To no surprise, McIlroy doesn't have many friends on the LIV side
Staunch PGA Tour defender Rory McIlroy told reporters Wednesday he never received an offer from LIV Golf when the controversial series was throwing around monopoly money at some of the game’s biggest names, and according to a LIV executive the four-time major champion shouldn’t expect to one now.
Speaking with well-known golf writer Alan Shipnuck for an extensive feature story published Thursday, just two days after PGA Tour commissioner Jay Monahan ushered in a landscape-altering deal to merge the Tour with the DP World Tour and Saudi Arabia’s Public Investment Fund (PIF), which backs LIV, the executive offered a rather telling indication on how LIV feels about McIlroy.
McIlroy, who referred to himself as a “sacrificial lamb” Wednesday during his first press conference after the merger, backed the PGA Tour time and time again while defending it from the Saudi Arabian-backed league.
“… Now we can finally get Hideki (Matsuyama) and Jon Rahm,” the executive told Shipnuck in a big-picture story about Yasir Al-Rumayyan, the newest chairman of the new PIF-PGA Tour entity. “I would say every big name on the PGA Tour will get an offer. Except Rory. Nobody wants that little (expletive) on their team.”
Harsh? Maybe. But it shouldn’t come as much of a surprise.

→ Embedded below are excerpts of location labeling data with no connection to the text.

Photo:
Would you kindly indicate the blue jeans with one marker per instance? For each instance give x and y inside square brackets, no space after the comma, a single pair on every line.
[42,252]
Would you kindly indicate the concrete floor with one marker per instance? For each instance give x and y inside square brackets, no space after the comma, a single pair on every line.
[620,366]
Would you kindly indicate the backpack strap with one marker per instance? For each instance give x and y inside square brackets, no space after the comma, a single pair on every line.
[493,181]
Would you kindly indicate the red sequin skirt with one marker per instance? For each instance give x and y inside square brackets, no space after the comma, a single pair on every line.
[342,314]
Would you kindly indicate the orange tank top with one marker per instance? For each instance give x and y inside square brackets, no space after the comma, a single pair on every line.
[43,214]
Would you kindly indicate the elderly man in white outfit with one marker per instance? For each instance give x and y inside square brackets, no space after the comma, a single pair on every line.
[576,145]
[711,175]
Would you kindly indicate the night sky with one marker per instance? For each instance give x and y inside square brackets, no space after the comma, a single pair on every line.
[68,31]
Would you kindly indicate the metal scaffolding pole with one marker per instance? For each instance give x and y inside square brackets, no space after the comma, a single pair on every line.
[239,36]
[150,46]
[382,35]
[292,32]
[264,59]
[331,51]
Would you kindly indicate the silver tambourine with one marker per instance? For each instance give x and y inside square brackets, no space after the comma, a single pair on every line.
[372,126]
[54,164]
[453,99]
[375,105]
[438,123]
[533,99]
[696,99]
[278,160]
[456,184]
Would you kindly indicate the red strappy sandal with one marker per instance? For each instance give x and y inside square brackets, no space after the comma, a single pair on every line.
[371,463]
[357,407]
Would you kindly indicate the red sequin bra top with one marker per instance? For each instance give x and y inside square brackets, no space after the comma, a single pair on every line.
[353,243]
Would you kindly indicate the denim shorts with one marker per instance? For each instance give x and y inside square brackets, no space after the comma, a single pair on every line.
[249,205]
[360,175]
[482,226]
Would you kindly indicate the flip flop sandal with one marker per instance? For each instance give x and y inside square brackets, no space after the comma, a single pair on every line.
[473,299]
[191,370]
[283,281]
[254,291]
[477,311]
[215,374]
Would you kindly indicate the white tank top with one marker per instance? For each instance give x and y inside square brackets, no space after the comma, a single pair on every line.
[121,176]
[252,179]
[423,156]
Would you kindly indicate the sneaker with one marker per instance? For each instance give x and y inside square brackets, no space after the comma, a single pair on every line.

McIlroy on Wednesday explained how he still has hatred for LIV Golf, and hopes it will fail in the near future.
McIlroy instead stressed how the Tour was partnering with the DP World Tour and PIF, not LIV. He does, however, believe those who were initially offered massive purses from LIV should made whole financially, given the Tour pleaded with players not to take those life-changing paydays only for the Tour to go behind players’ backs and agree to merge with the same group that financial funds LIV.
While it’s yet to be determined if that will be the case — initial offers were in the neighborhood of hundreds off millions — perhaps McIlroy could find himself in a different situation should LIV executives have anything to say about it. As McIlroy put it Wednesday, conversations are needed to be had.